Here’s a little background from the State Library of NSW  about the award and the judges comments on The Museum of Modern Love.

About Christina Stead

The award commemorates Christina Ellen Stead (1902-1983), Australian novelist and short-story writer. Stead was born in Rockdale, New South Wales. She published fifteen novels beginning with The Salzburg Tales and Seven Poor Men of Sydney (1934). Her most well-known novel The Man Who Loved Children (1940) was based on her childhood in Sydney. Stead lived most of her life overseas, in Europe and the U.S., but retained a strong sense of national identity, reviewing Australian novels for the New York Times Book Review and keeping up with news from Australia through family correspondence. Her work, including several volumes of short stories, is acclaimed for her satirical wit. Stead’s literary popularity in Australia increased significantly after her return in 1974. The same year she received the inaugural Patrick White Literary Award to recognise her lifetime achievement.

Judges’ Comments

In a now semi-famous aphorism, mid-century French philosopher Simone Weil called attention ‘the rarest and purest form of generosity’, and more than the spirit of that observation inhabits Heather Rose’s deeply striking seventh novel. Initially centred on Arky, a composer for film, The Museum of Modern Love deftly orchestrates a range of characters including the US-Serbian artist Marina Abramović. In Abramović’s 2010 work The Artist Is Present, people were invited to sit silently in a chair directly across from her in order to share each other’s gaze. This is pivotal for a novel deeply concerned with the expansiveness of attention and the limits of responsibility.

The narrator’s voice gives the novel a quiet power, as if the universe was filled with a non-meddling benevolence. There’s a cinematic quality too, with even minor figures sketched in with sure and affecting touches. The Museum of Modern Love is alive with the surprise and challenge of presence in many of its forms — it is a very generous book indeed.

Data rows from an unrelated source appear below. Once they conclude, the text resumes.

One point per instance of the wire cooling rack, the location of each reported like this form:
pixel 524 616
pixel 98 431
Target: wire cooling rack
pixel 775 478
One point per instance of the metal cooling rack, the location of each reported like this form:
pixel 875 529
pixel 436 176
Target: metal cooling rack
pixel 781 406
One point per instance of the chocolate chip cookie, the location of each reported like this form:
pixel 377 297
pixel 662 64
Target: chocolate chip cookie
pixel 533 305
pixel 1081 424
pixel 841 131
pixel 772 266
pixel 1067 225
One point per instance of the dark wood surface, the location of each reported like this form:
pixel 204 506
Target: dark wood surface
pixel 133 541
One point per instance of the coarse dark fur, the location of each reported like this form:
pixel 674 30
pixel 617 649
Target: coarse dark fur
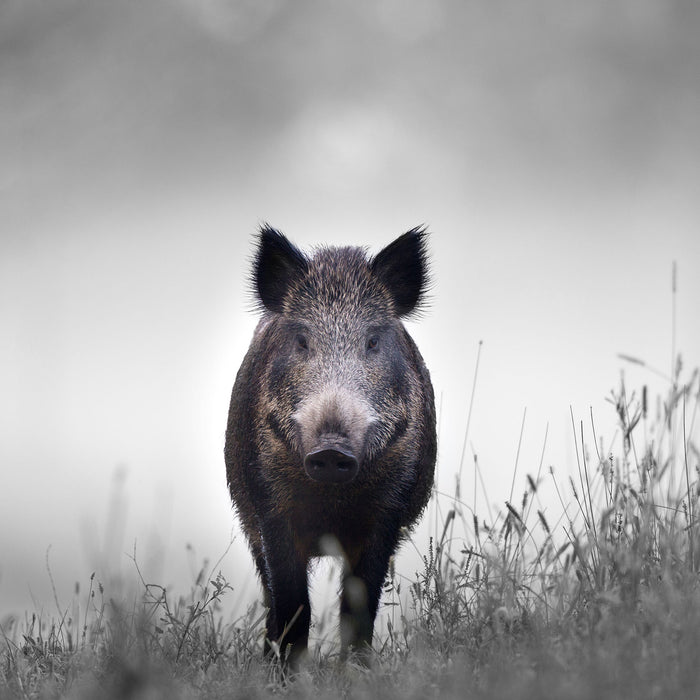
pixel 331 428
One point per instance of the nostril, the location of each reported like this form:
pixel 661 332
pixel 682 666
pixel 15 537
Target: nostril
pixel 331 465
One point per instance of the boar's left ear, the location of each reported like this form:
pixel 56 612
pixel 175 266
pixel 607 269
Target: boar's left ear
pixel 403 268
pixel 278 264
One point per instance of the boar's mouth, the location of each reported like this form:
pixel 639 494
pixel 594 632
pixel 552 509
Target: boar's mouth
pixel 331 464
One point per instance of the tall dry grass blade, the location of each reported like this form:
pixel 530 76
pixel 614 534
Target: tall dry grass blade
pixel 469 412
pixel 691 521
pixel 517 454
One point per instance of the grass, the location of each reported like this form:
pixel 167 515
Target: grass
pixel 602 602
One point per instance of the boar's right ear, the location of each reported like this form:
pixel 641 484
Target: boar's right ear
pixel 403 268
pixel 278 263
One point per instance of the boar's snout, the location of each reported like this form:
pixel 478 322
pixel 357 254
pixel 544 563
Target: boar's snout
pixel 331 464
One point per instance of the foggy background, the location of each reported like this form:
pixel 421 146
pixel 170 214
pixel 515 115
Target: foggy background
pixel 551 147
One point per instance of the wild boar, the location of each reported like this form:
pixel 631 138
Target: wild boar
pixel 331 427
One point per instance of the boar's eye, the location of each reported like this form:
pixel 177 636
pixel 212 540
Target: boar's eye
pixel 373 343
pixel 301 342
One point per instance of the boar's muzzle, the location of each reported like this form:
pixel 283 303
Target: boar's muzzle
pixel 331 464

Images and storytelling have been intertwined since the first human beings gathered by a painted wall to tell tales in the firelight. Heather Rose’s The Museum of Modern Love works with these ancient ghosts with exquisite care and intelligence. Positing grief and art as deep echoes that corroborate the transitory nature of our lives, Rose brings the reader to a place of acceptance despite the inevitable darkness. With rare subtlety and humanity, this novel relocates the difficult path to wonder in us all.

 

This lovely picture is NSW Premier Gladys Berejiklian handing me the prize. I love the delight in both of us!